Monoculture and factory farming destroy land at a rate that should alarm not only everybody who eats food, but everyone who believes the environment should be protected. There are ways to raise food which are not destructive; Monsanto's way is not it.

And large is accountable?

This is so demonstrably untrue it's hard to believe anyone would say it in front of witnesses, but despite the chronic ecoli problems, mad cow, salmonella and other problems in our food chain, people still don't seem to get it.

Maybe if you pointed out to them that if they cause some small problem for someone - serve them bad potato salad at a picnic, say - they will quite possibly find themselves held totally accountable, but that the larger the entity is, the less accountable it becomes. At the top of this curve, you have the government, who is very clearly NOT accountable to anyone for anything.

How about:

"Helen Costello, the past chair of HEN, said she felt stuck between a rock and a hard place in the debate over local and organic foods. "This is an issue of food safety, when 22 million pounds of beef are recalled as a symptom of a consolidated food industry. One affected animal ruins the whole lot. But it's complicated because our culture wants cheap food.

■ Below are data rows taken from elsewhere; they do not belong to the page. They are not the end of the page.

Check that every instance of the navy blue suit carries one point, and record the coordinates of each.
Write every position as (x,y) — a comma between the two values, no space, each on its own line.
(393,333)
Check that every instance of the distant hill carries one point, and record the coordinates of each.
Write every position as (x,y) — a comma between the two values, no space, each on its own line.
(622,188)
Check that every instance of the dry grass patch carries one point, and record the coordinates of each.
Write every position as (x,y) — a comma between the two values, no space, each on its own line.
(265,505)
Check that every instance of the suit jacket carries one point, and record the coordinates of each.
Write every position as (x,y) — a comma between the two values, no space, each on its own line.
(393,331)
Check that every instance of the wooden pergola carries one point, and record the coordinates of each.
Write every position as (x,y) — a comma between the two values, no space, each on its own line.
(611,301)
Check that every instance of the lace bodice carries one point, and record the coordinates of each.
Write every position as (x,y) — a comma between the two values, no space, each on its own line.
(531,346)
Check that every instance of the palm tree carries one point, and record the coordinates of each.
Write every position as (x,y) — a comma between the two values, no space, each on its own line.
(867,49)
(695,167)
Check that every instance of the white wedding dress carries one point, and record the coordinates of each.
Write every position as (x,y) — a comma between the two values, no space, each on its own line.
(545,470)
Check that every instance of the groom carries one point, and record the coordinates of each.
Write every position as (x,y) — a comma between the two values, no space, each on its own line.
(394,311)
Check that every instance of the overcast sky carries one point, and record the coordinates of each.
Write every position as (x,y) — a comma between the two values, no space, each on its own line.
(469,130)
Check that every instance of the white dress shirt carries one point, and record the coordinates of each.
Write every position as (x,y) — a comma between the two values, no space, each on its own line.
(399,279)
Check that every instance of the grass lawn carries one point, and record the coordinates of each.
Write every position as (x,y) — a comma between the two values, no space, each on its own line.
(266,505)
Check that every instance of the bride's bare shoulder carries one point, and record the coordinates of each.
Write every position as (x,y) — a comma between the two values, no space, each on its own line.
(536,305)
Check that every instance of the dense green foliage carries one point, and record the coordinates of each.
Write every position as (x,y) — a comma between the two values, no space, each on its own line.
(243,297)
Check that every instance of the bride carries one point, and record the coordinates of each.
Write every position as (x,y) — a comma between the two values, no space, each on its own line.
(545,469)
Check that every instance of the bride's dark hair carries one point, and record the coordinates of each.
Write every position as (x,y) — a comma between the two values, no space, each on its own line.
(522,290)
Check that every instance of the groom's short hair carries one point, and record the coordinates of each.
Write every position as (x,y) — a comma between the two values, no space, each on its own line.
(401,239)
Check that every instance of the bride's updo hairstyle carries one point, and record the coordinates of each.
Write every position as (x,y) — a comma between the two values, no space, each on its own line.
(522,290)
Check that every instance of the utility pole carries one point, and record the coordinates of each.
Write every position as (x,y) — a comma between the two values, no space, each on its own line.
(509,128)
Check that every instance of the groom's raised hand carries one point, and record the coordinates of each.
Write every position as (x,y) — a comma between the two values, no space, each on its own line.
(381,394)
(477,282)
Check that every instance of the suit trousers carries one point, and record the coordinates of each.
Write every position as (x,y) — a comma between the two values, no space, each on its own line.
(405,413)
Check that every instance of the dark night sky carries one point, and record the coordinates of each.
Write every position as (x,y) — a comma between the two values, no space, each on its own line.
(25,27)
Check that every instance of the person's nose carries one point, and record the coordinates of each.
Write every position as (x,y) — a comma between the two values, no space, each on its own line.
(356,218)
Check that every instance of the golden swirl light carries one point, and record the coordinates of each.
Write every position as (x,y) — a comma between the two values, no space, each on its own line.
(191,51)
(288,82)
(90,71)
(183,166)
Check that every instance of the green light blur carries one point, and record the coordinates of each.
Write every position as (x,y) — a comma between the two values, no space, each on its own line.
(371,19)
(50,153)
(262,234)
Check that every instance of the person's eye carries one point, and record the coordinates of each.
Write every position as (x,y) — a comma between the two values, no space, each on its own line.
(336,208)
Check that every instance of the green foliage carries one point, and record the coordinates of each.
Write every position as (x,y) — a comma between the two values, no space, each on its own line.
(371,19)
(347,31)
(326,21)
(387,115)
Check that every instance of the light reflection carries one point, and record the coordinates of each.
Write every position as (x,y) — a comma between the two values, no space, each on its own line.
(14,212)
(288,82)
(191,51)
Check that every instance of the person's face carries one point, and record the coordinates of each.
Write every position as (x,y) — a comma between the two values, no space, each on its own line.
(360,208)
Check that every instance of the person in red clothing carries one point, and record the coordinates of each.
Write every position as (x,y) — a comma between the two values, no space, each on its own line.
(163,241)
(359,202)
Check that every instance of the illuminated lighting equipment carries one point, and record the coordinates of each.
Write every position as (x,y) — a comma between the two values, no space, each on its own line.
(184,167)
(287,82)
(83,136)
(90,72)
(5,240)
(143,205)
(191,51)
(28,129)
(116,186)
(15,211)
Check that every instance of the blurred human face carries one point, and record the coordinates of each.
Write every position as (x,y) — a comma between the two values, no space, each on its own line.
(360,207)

Well, JQP can afford to pay only so much for his food, that's true. But again, it's not JQP who is driving this runaway train, as the article makes pretty clear. The real issue is very simple: Big Ag not only wants to make giga bucks, and even tera bucks from the food it produces, it wants a total monopoly on it, from the seed (or zygote) to the packaging.

And 22 million pounds of recalled beef? For shame, Helen - back to double speak here - that's a Big Ag problem all the way.

And then:

"More ADA members would like more local food," she said, "but the organization takes a conservative view overall, adopting the mindset that organics can't feed the world."

But why not? If we dismantle Big Ag's monopoly, and put food production back in the hands of the people, we can feed a larger population and do it more efficiently. If you doubt this, look at China.

But the average American has given up on the romantic notion that he can eat clean food from sustainably operated family farms. BigAg's PR has convinced him that without Monsanto's finagling he's on the point of starvation.

We need to convince him that there is a better way.